A história trata dos vários olhares do homem em consonância com o seu cotidiano, alicerçado nos valores que concebe para a sua vida. É a trajetória de um homem que aos poucos vai conhecendo a verdadeira história de seu pai e o quanto ela ainda o influencia nos dias atuais, forçado de certa forma, a recorrer ao passado e reconhecer nele um caminho novo, de liberdade e orgulho, que não identificava antes. Uma história que vai modificar e completar a sua. Com o conhecimento destas vivências, cresce como ser humano.
Tudo começa nos anos sessenta, cuja curiosidade infantil o impulsiona a conhecer determinados documentos estranhos que parecem comprometer o seu pai, e que tanto o angustiavam pelo forte conteúdo político que continham. Ao mesmo tempo vivia a sua vida infantil, confrontando a fantasia de aventurar-se na barca á beira do cais, sempre impedido pela mão forte do pai, ao mesmo tempo, que por outros caminhos, imergia no mundo sagrado da biblioteca, batizado que fôra nas letras, podendo singrar os mares tal como os navegadores antigos, sem que houvesse qualquer intervenção. Aqui ocorre a metáfora da barca que não ousara entrar, mas que se materializava no ambiente dos livros.
Em meio a tudo isso, há a luta política do pai, como voluntário no movimento da legalidade, quando Brizola instalava a rádio nos porões do Palácio. Em decorrência destas atitudes, fôra perseguido, considerado comunista e torturado, a partir da derrocada da liberdade pelo advento da ditadura.
Na fase adulta, envolvido no mistério dos documentos secretos do pai, onde se misturam personagens que gravitam em torno deste mesmo mistério, na trama que ocorre no cenário de uma biblioteca, chegando ao ápice, a partir de um crime, ele descobre finalmente o grande legado que o pai lhe deixara: a liberdade de escolha calcada na sabedoria da tolerância.
Os documentos nada mais significavam do que o ideário de libertação do jugo da tirania e da intolerância. Nesta atmosfera misturam-se sentimentos muito fortes, mas bem distantes dos relacionamentos idealizados de sua infância.
O romance transcorre em flashback, apresentando o protagonista, César, um bibliotecário, cuja trama tem como cenário a biblioteca, a partir de uns registros antigos, documentos confidenciais que são imputados ao pai, deflagrando o conflito.
Neste ambiente, destacam-se colegas e alguns amigos. Pessoas que trabalham na biblioteca e uma gama de pessoas que interagem no ambiente das diversas maneiras. Bibliotecários que odeiam leitores, restauradores estranhos e perigosos, estagiárias que ocultam segredos, convergindo todos para a mesma finalidade: desmascarar César, descobrir o seu passado ou negociar a sua própria sobrevivência no local de trabalho.
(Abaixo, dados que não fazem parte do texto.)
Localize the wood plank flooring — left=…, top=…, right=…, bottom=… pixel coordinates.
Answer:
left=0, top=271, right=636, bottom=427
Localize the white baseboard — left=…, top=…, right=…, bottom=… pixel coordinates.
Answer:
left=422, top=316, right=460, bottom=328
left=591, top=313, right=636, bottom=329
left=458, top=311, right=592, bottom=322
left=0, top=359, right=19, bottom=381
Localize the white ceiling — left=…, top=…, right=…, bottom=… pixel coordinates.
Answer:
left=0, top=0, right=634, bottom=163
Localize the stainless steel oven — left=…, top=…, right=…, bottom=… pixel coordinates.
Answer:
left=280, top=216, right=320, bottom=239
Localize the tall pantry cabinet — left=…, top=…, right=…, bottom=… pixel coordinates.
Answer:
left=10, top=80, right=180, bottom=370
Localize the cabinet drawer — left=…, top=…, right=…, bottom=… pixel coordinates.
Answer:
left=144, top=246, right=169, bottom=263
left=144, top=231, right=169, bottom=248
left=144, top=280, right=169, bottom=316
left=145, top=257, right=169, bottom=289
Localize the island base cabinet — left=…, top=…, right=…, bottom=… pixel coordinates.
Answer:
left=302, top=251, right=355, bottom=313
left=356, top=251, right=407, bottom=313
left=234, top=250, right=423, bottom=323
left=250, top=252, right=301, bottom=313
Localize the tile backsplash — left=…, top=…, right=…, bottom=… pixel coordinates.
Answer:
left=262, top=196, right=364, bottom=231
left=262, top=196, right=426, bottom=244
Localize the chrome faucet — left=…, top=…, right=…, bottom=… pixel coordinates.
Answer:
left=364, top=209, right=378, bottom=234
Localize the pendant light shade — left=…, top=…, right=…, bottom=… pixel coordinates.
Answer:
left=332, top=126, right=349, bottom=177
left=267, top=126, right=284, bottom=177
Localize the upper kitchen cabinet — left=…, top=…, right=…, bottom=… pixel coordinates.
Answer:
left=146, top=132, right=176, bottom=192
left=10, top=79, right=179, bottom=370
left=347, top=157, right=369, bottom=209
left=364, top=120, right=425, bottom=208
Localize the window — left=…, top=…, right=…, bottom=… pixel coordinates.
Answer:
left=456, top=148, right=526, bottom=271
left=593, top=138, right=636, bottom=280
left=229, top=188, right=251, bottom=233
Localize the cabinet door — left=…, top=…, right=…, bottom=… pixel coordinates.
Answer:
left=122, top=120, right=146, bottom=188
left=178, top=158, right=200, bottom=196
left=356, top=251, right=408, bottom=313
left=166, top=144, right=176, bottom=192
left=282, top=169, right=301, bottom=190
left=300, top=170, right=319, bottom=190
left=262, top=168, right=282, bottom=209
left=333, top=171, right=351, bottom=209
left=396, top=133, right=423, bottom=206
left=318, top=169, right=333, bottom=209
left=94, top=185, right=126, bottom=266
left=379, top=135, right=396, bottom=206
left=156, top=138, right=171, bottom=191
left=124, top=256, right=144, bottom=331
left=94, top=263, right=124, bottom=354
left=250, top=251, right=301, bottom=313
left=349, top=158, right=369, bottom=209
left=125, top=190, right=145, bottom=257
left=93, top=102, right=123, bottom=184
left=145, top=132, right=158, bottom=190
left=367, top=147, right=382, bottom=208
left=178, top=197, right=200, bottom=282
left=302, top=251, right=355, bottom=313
Em meio ou alheio a tudo, o amor na maturidade. Em suas lembranças, César volta ao passado e neste retorno, passa a desvendar também o presente. O passado é rico em imagens ternas, como da professora dedicada e solícita, o tio experiente e misterioso, a tia e a mãe envoltas em suas pequenas necessidades, entre as conversas sobre algum ponto de bordado ou as radionovelas, até que suas vidas se transformem, como a do velho professor que organizara a biblioteca comunitária do bairro, atingida pela intransigência do regime de exceção que alastrava suas várias formas de poder.
Um mundo em que havia o boteco do Seu Matias, o menino topetudo que atendia no balcão, o japonês da caminhonete azul, o amor da adolescência, tudo mesclado ao ambiente em que se usava o talco Ross, o creme dental Philips, o pó Cashmere Bouquet, ou se vestia a calça de tergal, com o friso passado a ferro e o sapato de verniz, ou se lia os gibis do Bolinha, a Revista Cruzeiro, ou mesmo se encantava com o Sinca Tufão Presidence.